Announcement

Collapse
No announcement yet.
X
  • Filter
  • Time
  • Show
Clear All
new posts

  • Handling time in stata

    Hey all

    I am having some trouble with transforming some of the time stamps in my data, they are currently formatted like this 21:40:56 and

    The variable appt_length (appointment length in seconds) (type= float format= %9.0g) was calculated in R using the variables consultant_started and consultant_ended (both are type =float, format= %tcHH:MM:SS)in my dataset

    however in some cases consultant_ended is missing. So i want to calculate and replace the missing values of appt_length (in seconds) using consultant_completed minus consultant_started

    code:
    gen appt_length_new = appt_length

    count if !missing(consultant_started) & missing(consultant_ended)

    replace appt_length_new = consultant_completed - consultant_started if missing(appt_length_new)

    ^ this doesn't work and transforms the times in a strange format (last line)

    however as you saw the appt_length variable was calculated using another software, so it isn't formatted as seconds in STATA.

    How can i
    1. Format the original appt_length variable in seconds correctly for stata (everything ive read mentions transformation from a string not from a float)
    2. Use the two new variables consultant_completed MINUS consultant_started to calculate and replace the missing values for appt_length in SECONDS
    3. Then create a new variable to transform appt_length into minutes.

    i hope thats all clear, my dissertation deadline is approaching and im struggling with the stata code - thank you in advance!


    code i used to transform the times

    gen consultant_started1 = clock(consultant_started,"hms")
    format consultant_started1 %tcHH:MM:SS

    Last edited by Nkira Anyika; 08 Nov 2020, 15:56.

  • #2
    Your question really isn't clear without more detail, or at a minimum it is too difficult to guess at a good answer from what you have shared. Please help us help you. Show example data. Show your code. Show us what precisely is wrong with your results.
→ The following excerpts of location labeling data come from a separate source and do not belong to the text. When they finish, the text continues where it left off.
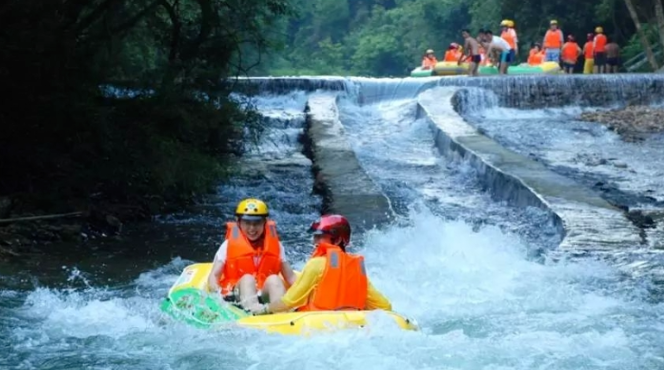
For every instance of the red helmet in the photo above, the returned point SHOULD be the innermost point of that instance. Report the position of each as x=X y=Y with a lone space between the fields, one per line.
x=335 y=225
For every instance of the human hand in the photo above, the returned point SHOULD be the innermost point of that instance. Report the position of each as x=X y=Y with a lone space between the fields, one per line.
x=259 y=309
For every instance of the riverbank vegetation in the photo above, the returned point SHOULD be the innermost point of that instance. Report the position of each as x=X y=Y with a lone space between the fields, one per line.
x=388 y=37
x=71 y=139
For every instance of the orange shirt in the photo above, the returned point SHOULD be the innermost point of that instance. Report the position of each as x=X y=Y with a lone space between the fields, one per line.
x=509 y=35
x=452 y=55
x=429 y=63
x=600 y=43
x=535 y=57
x=588 y=50
x=553 y=39
x=570 y=52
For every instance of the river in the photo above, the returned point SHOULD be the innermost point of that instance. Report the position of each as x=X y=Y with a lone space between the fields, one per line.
x=473 y=273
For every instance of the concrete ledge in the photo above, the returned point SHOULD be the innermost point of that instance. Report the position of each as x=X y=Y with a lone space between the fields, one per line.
x=588 y=221
x=339 y=178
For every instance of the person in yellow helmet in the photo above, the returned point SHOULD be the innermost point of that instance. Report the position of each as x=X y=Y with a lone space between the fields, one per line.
x=553 y=42
x=248 y=263
x=599 y=48
x=509 y=34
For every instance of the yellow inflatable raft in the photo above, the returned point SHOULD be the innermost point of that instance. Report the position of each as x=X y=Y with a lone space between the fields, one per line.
x=450 y=69
x=188 y=301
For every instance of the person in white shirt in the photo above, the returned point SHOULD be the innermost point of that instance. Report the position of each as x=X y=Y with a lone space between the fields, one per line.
x=496 y=43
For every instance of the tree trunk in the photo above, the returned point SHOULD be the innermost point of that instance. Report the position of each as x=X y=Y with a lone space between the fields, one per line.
x=642 y=35
x=659 y=13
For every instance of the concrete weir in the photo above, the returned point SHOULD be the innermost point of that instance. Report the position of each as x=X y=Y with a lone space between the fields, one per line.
x=589 y=222
x=344 y=185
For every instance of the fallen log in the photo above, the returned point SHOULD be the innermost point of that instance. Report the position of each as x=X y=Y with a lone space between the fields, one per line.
x=38 y=218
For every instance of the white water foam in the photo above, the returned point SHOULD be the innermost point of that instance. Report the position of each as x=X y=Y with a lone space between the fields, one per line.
x=480 y=302
x=557 y=136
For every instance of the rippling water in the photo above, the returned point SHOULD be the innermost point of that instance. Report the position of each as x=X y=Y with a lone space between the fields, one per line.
x=458 y=263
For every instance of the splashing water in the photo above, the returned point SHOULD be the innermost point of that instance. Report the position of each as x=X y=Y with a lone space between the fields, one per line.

The Statalist FAQ provides advice on effectively posing your questions, posting data, and sharing Stata output..

    Comment


    • #3
      hey William Lisowski thanks for the response, ive added some code below

      Code:
      * Example generated by -dataex-. To install: ssc install dataex
      clear
      input float(appt_length consultant_started consultant_ended consultant_completed appt_length_new)
      2 77941000 77943000 78056000 2
      2 50702000 50704000 51073000 2
      2 61805000 61807000 62006000 2
      4 81730000 81734000  1194000 4
      4 64671000 64675000 64966000 4
      end
      format %tcHH:MM:SS consultant_started
      format %tcHH:MM:SS consultant_ended
      format %tcHH:MM:SS consultant_completed



      code:
      gen appt_length_new = appt_length

      count if !missing(consultant_started) & missing(consultant_ended)

      replace appt_length_new = consultant_completed - consultant_started if missing(appt_length_new)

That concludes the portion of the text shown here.